En algunos de ellos constaba una foto, siempre la misma. «Un vikingo», pensó Servaz al verla. Cabello rubio, barba rubia, mirada de azul metálico; bronceado, sano, enérgico, viril, seguro de sí. Miraba al objetivo igual como debía de mirar a sus interlocutores, con la impaciencia de la persona que está aquí pero se encuentra ya en otro lugar.

Aquel individuo de treinta y seis años representaba una publicidad viva para el grupo Lombard.

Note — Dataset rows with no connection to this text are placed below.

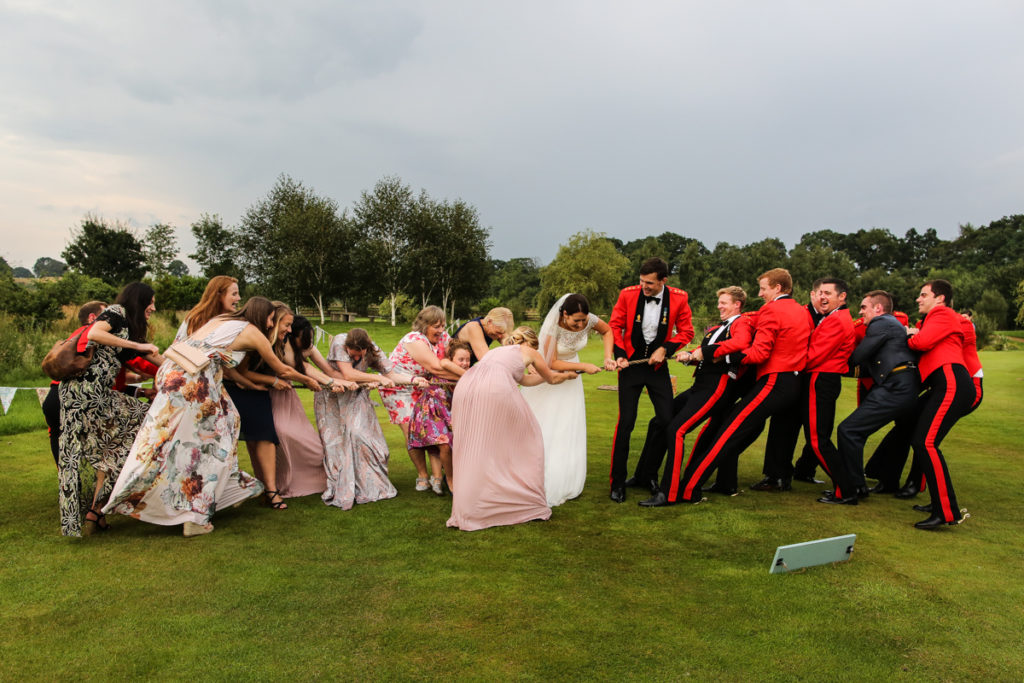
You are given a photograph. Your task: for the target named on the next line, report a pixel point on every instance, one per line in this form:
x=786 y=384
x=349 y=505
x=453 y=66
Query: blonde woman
x=498 y=449
x=479 y=333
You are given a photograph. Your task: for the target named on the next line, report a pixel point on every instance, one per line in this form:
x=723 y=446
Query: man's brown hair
x=778 y=278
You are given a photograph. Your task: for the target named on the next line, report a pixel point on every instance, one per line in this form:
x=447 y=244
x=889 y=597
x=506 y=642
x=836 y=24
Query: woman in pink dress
x=420 y=353
x=498 y=445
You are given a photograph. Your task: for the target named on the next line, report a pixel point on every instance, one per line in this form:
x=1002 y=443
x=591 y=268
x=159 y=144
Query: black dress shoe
x=658 y=500
x=908 y=491
x=770 y=483
x=851 y=500
x=933 y=522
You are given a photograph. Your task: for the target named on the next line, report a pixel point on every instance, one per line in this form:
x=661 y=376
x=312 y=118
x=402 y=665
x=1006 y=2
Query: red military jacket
x=780 y=337
x=971 y=358
x=940 y=340
x=627 y=319
x=832 y=343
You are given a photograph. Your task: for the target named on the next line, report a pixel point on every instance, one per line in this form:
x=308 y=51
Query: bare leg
x=445 y=458
x=266 y=455
x=94 y=519
x=257 y=471
x=416 y=455
x=435 y=462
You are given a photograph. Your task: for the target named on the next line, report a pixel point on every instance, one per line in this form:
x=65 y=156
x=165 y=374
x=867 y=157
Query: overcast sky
x=724 y=121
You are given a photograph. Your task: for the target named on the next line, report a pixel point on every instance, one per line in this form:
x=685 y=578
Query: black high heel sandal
x=280 y=505
x=97 y=524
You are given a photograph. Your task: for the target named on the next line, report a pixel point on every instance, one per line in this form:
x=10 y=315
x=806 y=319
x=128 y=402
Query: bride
x=559 y=408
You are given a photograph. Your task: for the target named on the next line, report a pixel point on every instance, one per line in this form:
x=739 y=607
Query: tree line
x=402 y=250
x=985 y=265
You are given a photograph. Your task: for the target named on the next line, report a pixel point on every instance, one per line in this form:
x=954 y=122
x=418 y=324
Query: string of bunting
x=7 y=395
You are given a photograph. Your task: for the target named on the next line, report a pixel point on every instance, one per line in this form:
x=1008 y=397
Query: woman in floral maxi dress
x=184 y=464
x=356 y=455
x=97 y=423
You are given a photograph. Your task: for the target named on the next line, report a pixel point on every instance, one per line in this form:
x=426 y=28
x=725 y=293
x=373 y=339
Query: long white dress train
x=560 y=411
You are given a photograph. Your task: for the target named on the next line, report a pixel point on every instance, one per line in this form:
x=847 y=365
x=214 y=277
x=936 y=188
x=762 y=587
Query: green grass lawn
x=601 y=591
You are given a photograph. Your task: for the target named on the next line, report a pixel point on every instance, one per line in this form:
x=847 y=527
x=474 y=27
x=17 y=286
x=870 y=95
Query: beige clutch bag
x=190 y=358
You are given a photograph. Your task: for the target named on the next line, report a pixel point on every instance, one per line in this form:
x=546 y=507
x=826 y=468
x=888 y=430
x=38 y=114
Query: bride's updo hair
x=576 y=303
x=522 y=335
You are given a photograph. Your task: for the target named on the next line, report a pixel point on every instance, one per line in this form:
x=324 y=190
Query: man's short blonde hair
x=778 y=278
x=736 y=293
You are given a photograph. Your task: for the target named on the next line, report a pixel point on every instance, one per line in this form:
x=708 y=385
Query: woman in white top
x=559 y=408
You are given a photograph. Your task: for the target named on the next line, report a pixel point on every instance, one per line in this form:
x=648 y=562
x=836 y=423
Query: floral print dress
x=97 y=424
x=431 y=421
x=184 y=463
x=399 y=400
x=355 y=453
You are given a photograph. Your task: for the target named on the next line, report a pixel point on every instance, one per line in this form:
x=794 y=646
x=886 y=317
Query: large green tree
x=383 y=220
x=514 y=284
x=448 y=257
x=216 y=247
x=294 y=245
x=112 y=253
x=49 y=267
x=587 y=264
x=160 y=247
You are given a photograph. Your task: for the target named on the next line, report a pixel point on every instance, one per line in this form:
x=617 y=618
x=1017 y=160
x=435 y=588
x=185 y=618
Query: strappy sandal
x=192 y=528
x=97 y=524
x=270 y=495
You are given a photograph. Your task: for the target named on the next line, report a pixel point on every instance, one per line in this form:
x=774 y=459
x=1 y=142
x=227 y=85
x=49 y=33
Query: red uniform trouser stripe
x=934 y=457
x=690 y=423
x=812 y=422
x=720 y=442
x=696 y=441
x=611 y=460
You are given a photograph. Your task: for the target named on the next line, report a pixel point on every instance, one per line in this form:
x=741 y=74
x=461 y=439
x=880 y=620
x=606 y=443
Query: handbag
x=190 y=358
x=65 y=363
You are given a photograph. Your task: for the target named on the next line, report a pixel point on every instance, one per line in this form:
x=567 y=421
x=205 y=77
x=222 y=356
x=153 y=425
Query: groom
x=641 y=323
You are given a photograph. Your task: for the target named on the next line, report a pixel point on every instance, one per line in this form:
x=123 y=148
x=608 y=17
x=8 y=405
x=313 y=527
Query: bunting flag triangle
x=6 y=395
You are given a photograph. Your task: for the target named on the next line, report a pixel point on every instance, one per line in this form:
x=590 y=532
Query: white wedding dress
x=560 y=410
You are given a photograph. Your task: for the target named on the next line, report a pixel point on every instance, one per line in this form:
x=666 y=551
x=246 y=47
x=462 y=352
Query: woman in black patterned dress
x=97 y=423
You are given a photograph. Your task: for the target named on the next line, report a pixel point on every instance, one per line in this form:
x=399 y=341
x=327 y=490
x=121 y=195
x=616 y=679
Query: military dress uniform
x=779 y=352
x=711 y=395
x=675 y=329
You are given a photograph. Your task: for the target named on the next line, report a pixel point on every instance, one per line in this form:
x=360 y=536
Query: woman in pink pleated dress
x=498 y=447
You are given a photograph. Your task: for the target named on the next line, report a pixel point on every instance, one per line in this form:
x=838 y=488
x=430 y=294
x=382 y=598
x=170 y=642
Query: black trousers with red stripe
x=710 y=396
x=632 y=382
x=772 y=394
x=916 y=474
x=950 y=395
x=819 y=418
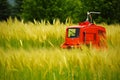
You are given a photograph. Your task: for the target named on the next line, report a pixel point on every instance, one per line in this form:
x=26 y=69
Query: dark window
x=73 y=32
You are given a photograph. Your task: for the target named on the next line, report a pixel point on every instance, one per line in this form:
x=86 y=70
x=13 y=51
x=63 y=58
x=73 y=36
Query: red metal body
x=85 y=33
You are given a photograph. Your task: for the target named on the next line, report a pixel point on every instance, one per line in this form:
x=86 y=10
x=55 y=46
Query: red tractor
x=86 y=33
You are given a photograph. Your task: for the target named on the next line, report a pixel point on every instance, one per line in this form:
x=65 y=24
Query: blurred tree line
x=61 y=9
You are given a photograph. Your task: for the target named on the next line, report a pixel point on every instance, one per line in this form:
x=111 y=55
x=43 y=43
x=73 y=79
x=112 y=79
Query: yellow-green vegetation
x=31 y=51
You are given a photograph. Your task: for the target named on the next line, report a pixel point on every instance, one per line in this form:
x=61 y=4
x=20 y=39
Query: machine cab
x=85 y=33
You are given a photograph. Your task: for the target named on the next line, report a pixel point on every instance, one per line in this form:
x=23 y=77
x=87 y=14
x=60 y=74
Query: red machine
x=85 y=33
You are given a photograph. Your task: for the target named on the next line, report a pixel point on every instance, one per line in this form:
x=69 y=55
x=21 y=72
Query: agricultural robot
x=86 y=33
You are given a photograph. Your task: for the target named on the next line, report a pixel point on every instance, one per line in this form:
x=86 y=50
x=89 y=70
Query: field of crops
x=31 y=51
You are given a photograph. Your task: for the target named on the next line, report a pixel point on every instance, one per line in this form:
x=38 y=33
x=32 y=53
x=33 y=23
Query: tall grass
x=30 y=51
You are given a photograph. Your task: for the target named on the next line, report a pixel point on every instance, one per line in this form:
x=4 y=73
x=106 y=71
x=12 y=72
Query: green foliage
x=4 y=9
x=109 y=12
x=50 y=10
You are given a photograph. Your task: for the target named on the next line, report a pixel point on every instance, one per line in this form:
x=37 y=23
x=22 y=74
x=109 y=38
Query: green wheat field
x=31 y=51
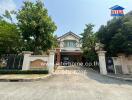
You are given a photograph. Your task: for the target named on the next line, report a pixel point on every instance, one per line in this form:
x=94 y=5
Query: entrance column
x=58 y=56
x=102 y=62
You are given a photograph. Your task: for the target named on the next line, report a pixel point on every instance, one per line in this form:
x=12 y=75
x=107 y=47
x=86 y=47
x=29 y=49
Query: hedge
x=24 y=72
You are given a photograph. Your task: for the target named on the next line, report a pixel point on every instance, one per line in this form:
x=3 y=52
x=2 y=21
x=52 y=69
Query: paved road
x=90 y=86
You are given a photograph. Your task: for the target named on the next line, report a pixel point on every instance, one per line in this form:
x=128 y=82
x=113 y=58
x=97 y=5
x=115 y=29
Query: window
x=69 y=43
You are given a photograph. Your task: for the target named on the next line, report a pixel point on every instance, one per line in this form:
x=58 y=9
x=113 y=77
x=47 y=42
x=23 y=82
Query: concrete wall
x=125 y=62
x=28 y=58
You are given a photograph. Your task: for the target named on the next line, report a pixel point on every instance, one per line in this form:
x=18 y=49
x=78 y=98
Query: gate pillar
x=51 y=61
x=102 y=62
x=26 y=60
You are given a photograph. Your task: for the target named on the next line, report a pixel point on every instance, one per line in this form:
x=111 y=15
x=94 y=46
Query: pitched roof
x=116 y=7
x=69 y=33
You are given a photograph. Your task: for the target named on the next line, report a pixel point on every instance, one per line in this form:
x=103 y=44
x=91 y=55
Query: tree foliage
x=36 y=26
x=88 y=43
x=117 y=35
x=9 y=37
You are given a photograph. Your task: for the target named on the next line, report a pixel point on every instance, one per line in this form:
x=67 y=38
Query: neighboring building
x=69 y=48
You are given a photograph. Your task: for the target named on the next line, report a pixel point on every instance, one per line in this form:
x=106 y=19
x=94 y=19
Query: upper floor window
x=70 y=43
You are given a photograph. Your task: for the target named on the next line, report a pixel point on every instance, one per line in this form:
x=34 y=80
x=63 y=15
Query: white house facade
x=69 y=48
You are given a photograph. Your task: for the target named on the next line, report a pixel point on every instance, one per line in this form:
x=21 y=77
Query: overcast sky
x=72 y=15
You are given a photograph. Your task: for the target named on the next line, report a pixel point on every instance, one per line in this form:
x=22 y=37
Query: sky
x=73 y=15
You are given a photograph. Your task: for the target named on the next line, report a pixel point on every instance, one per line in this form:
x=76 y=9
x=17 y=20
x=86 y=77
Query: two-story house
x=69 y=48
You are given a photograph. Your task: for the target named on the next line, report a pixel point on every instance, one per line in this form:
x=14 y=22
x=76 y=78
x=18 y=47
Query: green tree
x=9 y=37
x=88 y=43
x=36 y=26
x=117 y=35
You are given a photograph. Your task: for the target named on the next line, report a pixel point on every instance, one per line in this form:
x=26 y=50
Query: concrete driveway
x=90 y=86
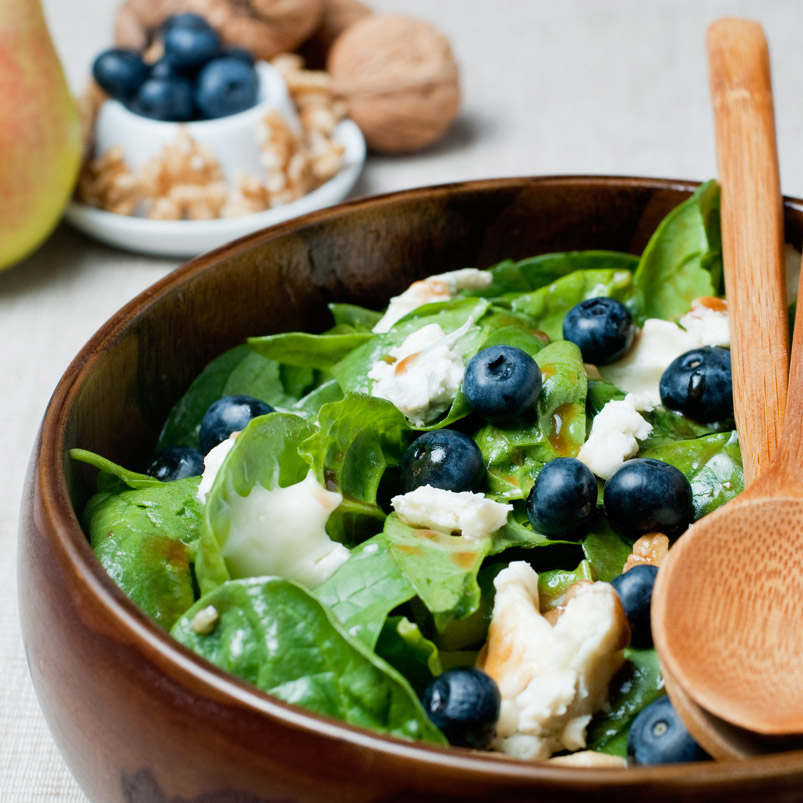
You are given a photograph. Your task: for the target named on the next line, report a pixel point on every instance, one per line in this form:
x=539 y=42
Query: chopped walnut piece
x=650 y=549
x=108 y=184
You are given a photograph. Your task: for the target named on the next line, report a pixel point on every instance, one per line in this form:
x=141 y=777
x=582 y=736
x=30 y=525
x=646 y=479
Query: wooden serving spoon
x=728 y=603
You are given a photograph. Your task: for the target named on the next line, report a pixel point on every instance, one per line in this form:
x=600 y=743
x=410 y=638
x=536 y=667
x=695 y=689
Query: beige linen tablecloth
x=577 y=86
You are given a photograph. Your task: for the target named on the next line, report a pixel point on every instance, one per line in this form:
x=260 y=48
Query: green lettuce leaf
x=712 y=464
x=146 y=540
x=275 y=634
x=635 y=686
x=547 y=307
x=264 y=454
x=683 y=259
x=365 y=589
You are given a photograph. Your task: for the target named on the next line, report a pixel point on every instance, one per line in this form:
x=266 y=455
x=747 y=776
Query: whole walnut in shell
x=400 y=80
x=264 y=27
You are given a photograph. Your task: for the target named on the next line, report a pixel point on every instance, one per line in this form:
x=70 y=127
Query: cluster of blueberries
x=196 y=78
x=644 y=495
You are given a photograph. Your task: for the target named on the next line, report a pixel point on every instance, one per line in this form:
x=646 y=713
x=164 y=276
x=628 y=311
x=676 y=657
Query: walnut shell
x=400 y=80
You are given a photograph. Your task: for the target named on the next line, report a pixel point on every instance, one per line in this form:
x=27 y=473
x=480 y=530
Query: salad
x=443 y=521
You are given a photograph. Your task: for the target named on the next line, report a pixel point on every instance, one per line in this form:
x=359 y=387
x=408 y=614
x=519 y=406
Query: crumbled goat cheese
x=282 y=532
x=707 y=320
x=440 y=287
x=212 y=463
x=422 y=375
x=468 y=513
x=615 y=432
x=654 y=347
x=551 y=678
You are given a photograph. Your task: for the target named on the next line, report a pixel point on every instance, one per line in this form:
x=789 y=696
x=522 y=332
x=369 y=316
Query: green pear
x=40 y=137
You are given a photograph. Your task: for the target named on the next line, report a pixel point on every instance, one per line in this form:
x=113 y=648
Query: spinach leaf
x=113 y=477
x=365 y=589
x=237 y=371
x=682 y=260
x=536 y=272
x=515 y=455
x=146 y=540
x=306 y=350
x=405 y=648
x=265 y=454
x=352 y=370
x=547 y=307
x=605 y=550
x=358 y=318
x=275 y=634
x=712 y=464
x=441 y=568
x=356 y=440
x=635 y=686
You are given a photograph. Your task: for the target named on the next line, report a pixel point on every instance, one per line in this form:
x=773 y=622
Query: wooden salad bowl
x=139 y=718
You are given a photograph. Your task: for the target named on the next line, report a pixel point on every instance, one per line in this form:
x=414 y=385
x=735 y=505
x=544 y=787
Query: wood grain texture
x=138 y=718
x=752 y=225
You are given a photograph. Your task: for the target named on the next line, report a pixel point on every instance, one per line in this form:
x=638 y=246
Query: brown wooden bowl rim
x=62 y=529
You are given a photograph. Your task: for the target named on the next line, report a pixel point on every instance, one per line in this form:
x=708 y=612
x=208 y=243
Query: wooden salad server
x=727 y=608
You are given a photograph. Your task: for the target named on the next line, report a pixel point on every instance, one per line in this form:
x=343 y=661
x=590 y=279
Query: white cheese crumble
x=422 y=375
x=552 y=678
x=707 y=320
x=440 y=287
x=654 y=347
x=282 y=532
x=468 y=513
x=615 y=432
x=212 y=463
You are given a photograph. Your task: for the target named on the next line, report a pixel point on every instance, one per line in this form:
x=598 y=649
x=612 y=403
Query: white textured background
x=576 y=86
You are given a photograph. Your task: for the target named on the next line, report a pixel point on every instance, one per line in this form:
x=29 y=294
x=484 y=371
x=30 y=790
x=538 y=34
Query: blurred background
x=581 y=86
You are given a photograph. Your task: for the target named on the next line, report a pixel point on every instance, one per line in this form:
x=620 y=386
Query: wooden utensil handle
x=752 y=225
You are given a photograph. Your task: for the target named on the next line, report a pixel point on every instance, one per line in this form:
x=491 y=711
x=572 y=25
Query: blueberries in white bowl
x=699 y=384
x=501 y=383
x=119 y=72
x=645 y=495
x=602 y=328
x=166 y=99
x=226 y=86
x=658 y=736
x=563 y=499
x=189 y=44
x=442 y=458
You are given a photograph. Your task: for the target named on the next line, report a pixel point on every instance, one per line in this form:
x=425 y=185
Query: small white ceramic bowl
x=233 y=140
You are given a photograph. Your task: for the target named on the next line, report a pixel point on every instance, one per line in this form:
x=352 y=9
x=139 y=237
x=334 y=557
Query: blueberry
x=563 y=500
x=645 y=495
x=226 y=86
x=602 y=328
x=176 y=463
x=169 y=99
x=443 y=458
x=699 y=385
x=188 y=48
x=120 y=72
x=634 y=588
x=658 y=736
x=501 y=382
x=163 y=69
x=192 y=21
x=227 y=415
x=464 y=704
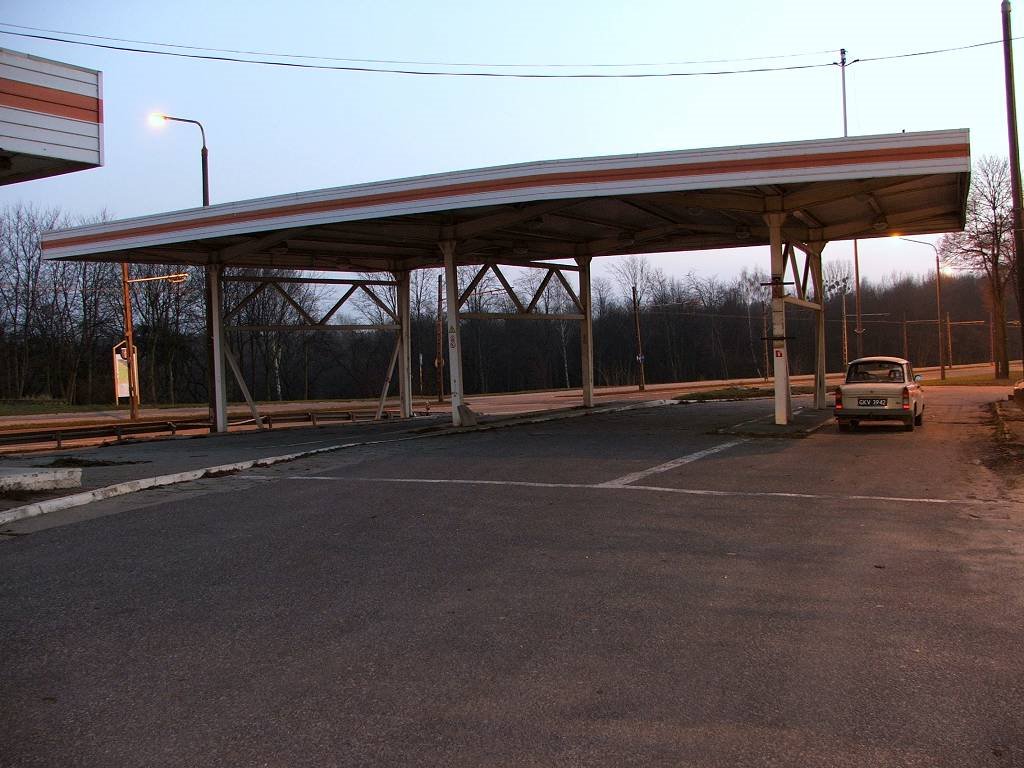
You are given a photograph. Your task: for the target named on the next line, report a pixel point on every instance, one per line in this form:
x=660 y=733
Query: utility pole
x=859 y=330
x=130 y=342
x=439 y=359
x=991 y=338
x=846 y=335
x=1015 y=171
x=636 y=320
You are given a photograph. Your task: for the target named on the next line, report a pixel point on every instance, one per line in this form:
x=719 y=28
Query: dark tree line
x=58 y=322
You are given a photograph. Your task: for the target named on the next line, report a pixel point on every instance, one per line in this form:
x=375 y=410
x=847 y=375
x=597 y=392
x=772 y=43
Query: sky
x=274 y=130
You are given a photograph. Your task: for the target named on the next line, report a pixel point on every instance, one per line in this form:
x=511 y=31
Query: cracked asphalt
x=497 y=599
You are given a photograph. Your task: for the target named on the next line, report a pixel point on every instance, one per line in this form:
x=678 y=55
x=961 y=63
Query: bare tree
x=630 y=271
x=985 y=246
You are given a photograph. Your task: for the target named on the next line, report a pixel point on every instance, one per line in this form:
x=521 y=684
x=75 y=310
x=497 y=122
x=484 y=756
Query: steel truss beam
x=523 y=311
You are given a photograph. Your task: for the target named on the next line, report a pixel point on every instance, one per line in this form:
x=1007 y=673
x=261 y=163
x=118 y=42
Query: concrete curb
x=131 y=486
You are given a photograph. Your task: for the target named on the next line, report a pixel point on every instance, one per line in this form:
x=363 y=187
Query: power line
x=428 y=73
x=415 y=62
x=477 y=74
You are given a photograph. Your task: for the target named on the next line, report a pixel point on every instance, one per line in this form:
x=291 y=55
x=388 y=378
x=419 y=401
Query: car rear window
x=875 y=371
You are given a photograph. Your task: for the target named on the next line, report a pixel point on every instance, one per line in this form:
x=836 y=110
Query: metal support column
x=406 y=355
x=780 y=358
x=586 y=334
x=454 y=339
x=819 y=347
x=219 y=394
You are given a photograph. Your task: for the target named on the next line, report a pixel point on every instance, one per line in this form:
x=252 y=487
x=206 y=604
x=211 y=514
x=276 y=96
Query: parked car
x=880 y=388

Desde el punto de vista jurídico, el grupo Lombard era una sociedad comanditaria accionarial, pero la empresa madre —Lombard Entreprises— era un
holding
.

Las cuatro principales filiales del grupo eran Lombard Media (libros, prensa, distribución, audiovisual), Lombard Group (venta de material deportivo, ropa, viajes y productos de lujo; cuarto comerciante mundial del sector del lujo), Lombard Químicos (farmacia, química) y AII, especializada en la industria aeronáutica, espacial y de defensa (AII era el acrónimo de aeronáutica, ingeniería e investigación). El grupo Lombard poseía el quince por ciento de AII a través de su empresa madre, Lombard Entreprises. El propio Éric Lombard era director financiero y director general de Lombard SCA, director general de Lombard Group y de Lombard Química y presidente del directorio de AII. Licenciado por una escuela de comercio francesa y por la London School of Economics, había iniciado su carrera trabajando en una de las filiales del Lombard Group, un fabricante de material deportivo muy conocido.

El grupo contaba con un efectivo de más de 78.000 personas repartidas en casi setenta y cinco países y había arrojado un volumen de negocios de 17.928 millones de euros para un resultado de explotación de 1.537 millones y un resultado neto de la parte del grupo de 677 millones, en tanto que sus deudas financieras se elevaban a 3.458. Aquellas cifras habrían causado vértigo a cualquier individuo normal, aunque probablemente no tanto a los especialistas en economía internacional. Al descubrirlas, Servaz comprendió que el hecho de que el grupo hubiera conservado la pequeña y vetusta central hidroeléctrica tenía que obedecer sin duda a razones de orden histórico y sentimental. Era allí, en los Pirineos, donde había nacido el imperio Lombard.